Beixin Minerals | Why Invest in REE

INVESTING IS ADVISABLE WHEN THERE IS A HIGH DEMAND FOR SOMETHING SCARCE

WHY INVEST IN REE

By 2035, global primary energy is projected to experience an annual growth rate of around 1.3%. Fossil fuels will continue to be the dominant energy source, making up over 75% of total energy supplies in 2035. However, renewable energy is expected to be the fastest-growing source, with its share in primary energy reaching approximately 10% by 2035. This growth is driven by the increasing demand for green power generation and energy-saving technologies. In the coming years, the use of rare earth elements (REEs) in wind turbines and energy-efficient lighting will be significant applications of REEs.

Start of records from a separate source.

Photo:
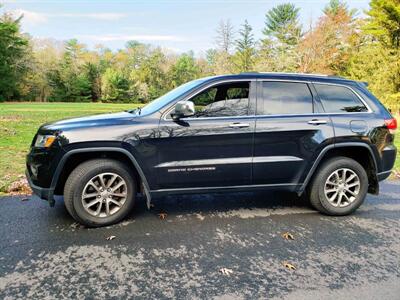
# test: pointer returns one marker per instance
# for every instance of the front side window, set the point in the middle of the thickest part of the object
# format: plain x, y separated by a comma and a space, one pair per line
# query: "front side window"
339, 99
285, 98
223, 100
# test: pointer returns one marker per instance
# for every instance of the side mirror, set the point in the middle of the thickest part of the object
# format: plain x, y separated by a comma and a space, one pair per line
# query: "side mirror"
183, 109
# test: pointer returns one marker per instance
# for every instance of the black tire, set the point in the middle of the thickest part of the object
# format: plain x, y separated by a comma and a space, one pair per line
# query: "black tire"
319, 200
77, 181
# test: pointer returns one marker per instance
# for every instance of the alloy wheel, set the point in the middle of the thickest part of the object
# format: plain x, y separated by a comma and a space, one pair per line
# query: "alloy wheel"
104, 195
342, 187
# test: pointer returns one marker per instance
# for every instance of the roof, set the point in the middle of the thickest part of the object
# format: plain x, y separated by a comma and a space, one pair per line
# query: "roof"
283, 76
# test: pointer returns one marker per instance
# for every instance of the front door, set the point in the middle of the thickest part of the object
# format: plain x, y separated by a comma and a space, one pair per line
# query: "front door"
291, 130
214, 147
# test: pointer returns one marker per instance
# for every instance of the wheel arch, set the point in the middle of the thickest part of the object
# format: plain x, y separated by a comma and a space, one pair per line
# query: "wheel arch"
74, 157
355, 150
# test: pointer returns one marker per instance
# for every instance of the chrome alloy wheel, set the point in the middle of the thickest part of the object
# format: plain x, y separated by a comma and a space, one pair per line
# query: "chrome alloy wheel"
342, 187
104, 195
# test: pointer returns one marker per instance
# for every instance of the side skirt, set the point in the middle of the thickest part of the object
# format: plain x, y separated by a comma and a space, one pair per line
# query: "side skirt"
196, 190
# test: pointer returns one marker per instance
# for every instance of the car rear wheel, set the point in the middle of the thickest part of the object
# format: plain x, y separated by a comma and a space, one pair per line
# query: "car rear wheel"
339, 187
99, 192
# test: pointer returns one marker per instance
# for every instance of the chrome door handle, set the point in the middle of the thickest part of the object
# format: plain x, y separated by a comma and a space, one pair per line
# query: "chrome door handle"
316, 122
239, 125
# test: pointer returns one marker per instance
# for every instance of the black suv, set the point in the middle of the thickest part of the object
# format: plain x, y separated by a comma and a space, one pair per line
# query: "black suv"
328, 137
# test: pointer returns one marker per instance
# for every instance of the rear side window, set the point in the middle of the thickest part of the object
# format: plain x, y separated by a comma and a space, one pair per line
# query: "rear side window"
285, 98
338, 99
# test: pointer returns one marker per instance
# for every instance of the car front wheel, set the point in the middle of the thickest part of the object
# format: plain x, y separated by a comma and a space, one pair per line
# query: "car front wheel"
99, 192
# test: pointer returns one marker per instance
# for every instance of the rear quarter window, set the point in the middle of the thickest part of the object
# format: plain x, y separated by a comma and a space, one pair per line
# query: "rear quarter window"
339, 99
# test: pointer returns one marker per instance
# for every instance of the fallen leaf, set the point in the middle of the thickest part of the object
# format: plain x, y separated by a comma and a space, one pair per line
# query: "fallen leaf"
20, 187
162, 216
289, 266
288, 236
226, 271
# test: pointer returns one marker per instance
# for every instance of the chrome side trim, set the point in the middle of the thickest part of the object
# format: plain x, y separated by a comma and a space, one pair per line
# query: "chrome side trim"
225, 187
229, 160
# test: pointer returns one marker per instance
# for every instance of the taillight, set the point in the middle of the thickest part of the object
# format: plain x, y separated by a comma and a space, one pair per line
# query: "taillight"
391, 124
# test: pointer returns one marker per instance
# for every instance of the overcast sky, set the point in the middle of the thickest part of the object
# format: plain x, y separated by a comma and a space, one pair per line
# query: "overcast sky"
176, 24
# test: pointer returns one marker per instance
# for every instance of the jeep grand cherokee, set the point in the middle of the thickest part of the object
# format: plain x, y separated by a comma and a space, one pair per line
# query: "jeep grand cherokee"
326, 137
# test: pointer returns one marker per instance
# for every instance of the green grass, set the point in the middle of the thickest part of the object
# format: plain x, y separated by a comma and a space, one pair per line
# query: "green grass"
20, 121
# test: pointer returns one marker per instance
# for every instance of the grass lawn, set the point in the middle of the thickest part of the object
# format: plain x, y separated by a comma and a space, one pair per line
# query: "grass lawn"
20, 121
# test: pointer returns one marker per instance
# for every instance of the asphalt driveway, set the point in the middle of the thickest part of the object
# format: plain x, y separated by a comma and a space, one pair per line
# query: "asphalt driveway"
45, 254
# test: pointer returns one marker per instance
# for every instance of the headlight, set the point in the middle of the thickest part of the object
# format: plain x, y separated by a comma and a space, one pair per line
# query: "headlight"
44, 141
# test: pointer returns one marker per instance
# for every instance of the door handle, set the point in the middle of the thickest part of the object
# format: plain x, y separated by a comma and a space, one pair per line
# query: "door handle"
316, 122
239, 125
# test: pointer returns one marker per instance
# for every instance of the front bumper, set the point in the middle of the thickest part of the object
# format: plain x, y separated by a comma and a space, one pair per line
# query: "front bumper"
43, 193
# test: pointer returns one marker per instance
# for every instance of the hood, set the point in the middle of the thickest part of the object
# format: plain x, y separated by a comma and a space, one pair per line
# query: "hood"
89, 121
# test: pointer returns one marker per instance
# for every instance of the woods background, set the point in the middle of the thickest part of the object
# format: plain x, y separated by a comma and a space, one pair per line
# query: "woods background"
363, 46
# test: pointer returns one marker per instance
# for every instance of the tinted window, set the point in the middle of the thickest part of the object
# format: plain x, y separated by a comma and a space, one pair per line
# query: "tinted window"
223, 100
285, 98
339, 99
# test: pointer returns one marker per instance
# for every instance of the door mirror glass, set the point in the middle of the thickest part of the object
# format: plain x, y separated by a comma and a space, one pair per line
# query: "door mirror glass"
183, 109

Global Rare Earth Consumption in Previous Years

In 2018, permanent magnets and catalysts accounted for more than 60% of global total rare earth oxide (TREO) consumption in terms of volume. However, in terms of value, permanent magnets alone contributed to over 90% of the total value of global TREO consumption. This dominance is expected to grow as demand and prices for neodymium, praseodymium, dysprosium, and terbium continue to rise significantly in the future.

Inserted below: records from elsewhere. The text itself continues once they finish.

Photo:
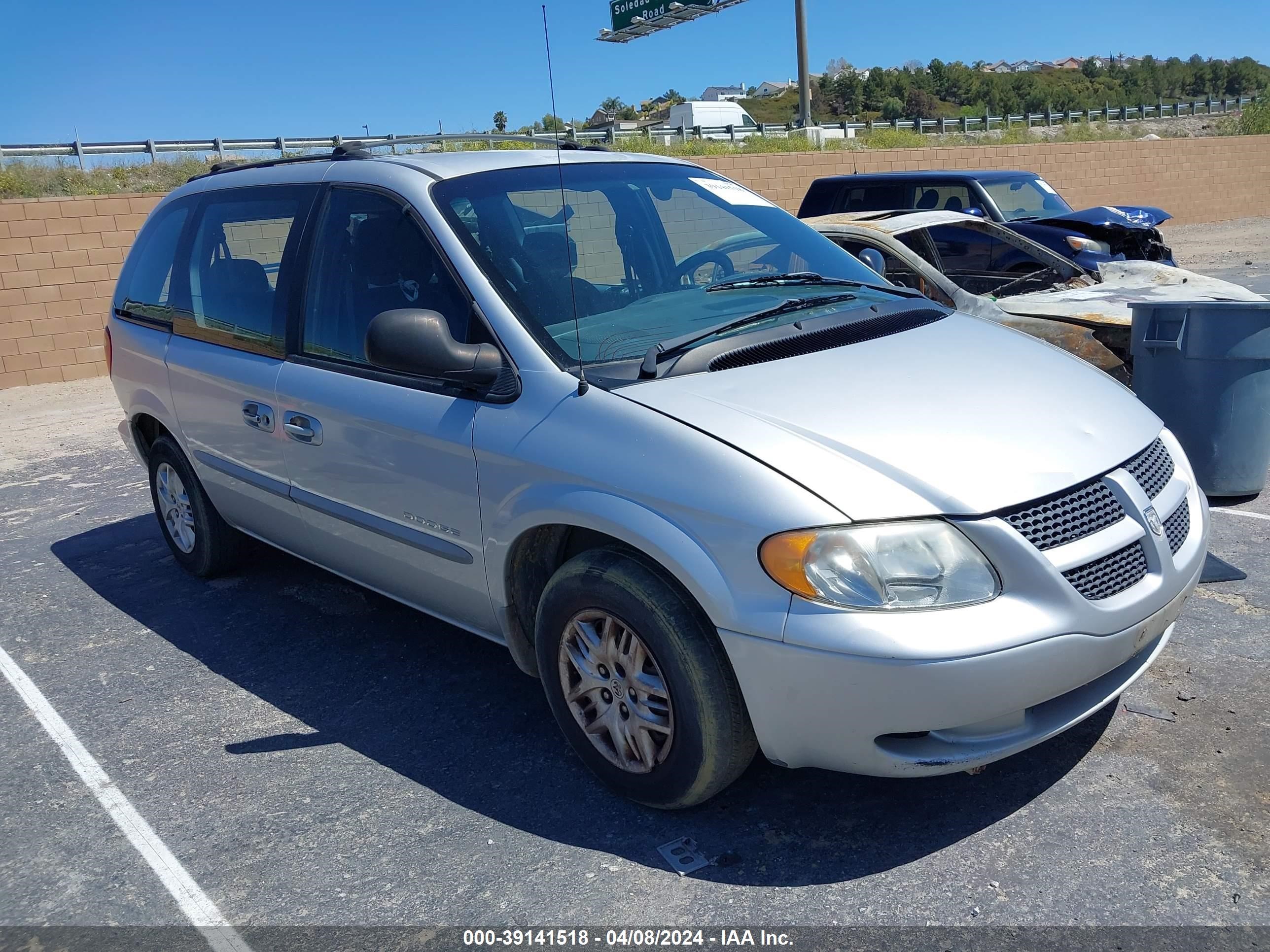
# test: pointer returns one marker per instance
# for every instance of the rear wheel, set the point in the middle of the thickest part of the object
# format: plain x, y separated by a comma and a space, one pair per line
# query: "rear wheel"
639, 682
200, 540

The demand for neodymium, lanthanum, dysprosium, and cerium is currently the largest in the world. Moreover, it is predicted that the demand for these four rare earth elements will grow faster than the demand for all other rare earth elements in the coming years. This poses a challenge for the supply-side as it may struggle to keep up with the increasing demand. According to our forecast, by 2030, the global annual demand for neodymium oxide and dysprosium oxide (or equivalent forms) will surpass the global annual production significantly. This could lead to the depletion of existing inventories and ultimately result in shortages of these crucial magnet materials if additional sources of supply are not developed.


In the future, it is predicted that the global demand for neodymium oxide (or a similar oxide) will reach unprecedented levels due to the growing need for rare earth permanent magnets. This will further worsen the existing imbalance between the production and demand of other rare earth elements, like cerium oxide if the industry continues with its current approach.